Paris, Roma, Londra, Manchester, NewYork, Bombay, Amsterdam, Wellington, Janeau…
Google’a ya da diğer yapay zekâ programlarına sormadan JANEAU’nun nerenin başkenti olduğunu bilen okurumuza Janeau tatil programı hediye etmeyi planlıyordum ki, profesyonel bir kâşif deneyimlemeden sizlere böyle bir sürprizin iyi mi kötü mü olacağını kestiremedim. Bu nedenle ünlü Amerikalı Türk kâşif Cemal Çelebi’yi gönderip, gelen rapora göre böyle bir plan yapalım dedim kendi kendimize.
Bu şehirlerde nerden çıktı! Hepsi bilindik. Bizlerin gözünde genelde turistik ve kültürel etkinlikleri ortak noktaları.
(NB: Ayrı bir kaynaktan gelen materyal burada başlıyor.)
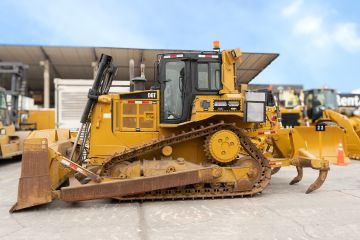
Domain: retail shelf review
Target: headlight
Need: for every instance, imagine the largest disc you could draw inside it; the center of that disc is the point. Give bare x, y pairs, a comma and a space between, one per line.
2, 131
255, 106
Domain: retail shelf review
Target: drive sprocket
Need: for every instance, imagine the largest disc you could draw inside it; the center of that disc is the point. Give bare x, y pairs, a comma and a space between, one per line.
222, 146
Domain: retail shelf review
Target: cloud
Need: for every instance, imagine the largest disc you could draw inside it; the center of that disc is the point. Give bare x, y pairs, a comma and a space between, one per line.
321, 32
292, 9
85, 24
346, 36
308, 25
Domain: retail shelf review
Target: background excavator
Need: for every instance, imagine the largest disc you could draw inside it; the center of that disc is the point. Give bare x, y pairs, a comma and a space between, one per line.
194, 134
11, 140
320, 106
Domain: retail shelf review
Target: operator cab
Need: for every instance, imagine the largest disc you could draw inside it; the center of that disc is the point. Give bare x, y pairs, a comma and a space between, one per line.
182, 77
317, 100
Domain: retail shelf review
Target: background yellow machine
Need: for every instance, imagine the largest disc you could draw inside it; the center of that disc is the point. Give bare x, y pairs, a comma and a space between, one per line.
192, 135
11, 140
320, 107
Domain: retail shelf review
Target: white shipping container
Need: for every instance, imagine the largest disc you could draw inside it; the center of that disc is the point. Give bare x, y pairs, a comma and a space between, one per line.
71, 98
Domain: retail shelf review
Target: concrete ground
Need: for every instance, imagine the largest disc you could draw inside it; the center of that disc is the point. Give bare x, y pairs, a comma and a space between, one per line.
281, 212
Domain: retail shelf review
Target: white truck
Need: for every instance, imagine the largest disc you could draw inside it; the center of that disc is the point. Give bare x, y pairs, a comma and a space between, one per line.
71, 97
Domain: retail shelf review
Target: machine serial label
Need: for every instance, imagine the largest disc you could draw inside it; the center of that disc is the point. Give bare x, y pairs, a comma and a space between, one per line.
226, 105
140, 95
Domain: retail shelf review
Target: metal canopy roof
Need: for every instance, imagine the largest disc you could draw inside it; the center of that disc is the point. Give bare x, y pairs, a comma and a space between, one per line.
75, 62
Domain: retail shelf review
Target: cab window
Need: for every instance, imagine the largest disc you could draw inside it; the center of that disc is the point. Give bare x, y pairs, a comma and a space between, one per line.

Paris’i Şanzelize Meydanıyla, Roma’yı Aşk Çeşmesi ve Neronuyla, Londra’yı Sherlock Holmes ve meşhur İngiliz Kraliyet Ailesiyle, Manchester’i futbol takımıyla, NewYork’u Özgürlük Anıtıyla… biliriz. Bir de bu şehirleri kendi kişiliklerini ortaya koyan ve şehir sakinlerinin yaşam kalitelerini destekleyen mimarileri ile hatırlarız. Dünyada bu şekilde birçok kendine has, yozlaşmamış şehir kültürü olan kentler sayabiliriz. Sydney, Hatay, Amsterdam, Oslo, İsfahan, Florance, Boston, Houston, Petersburg, Semerkand, Ekaterinburg, Venedik…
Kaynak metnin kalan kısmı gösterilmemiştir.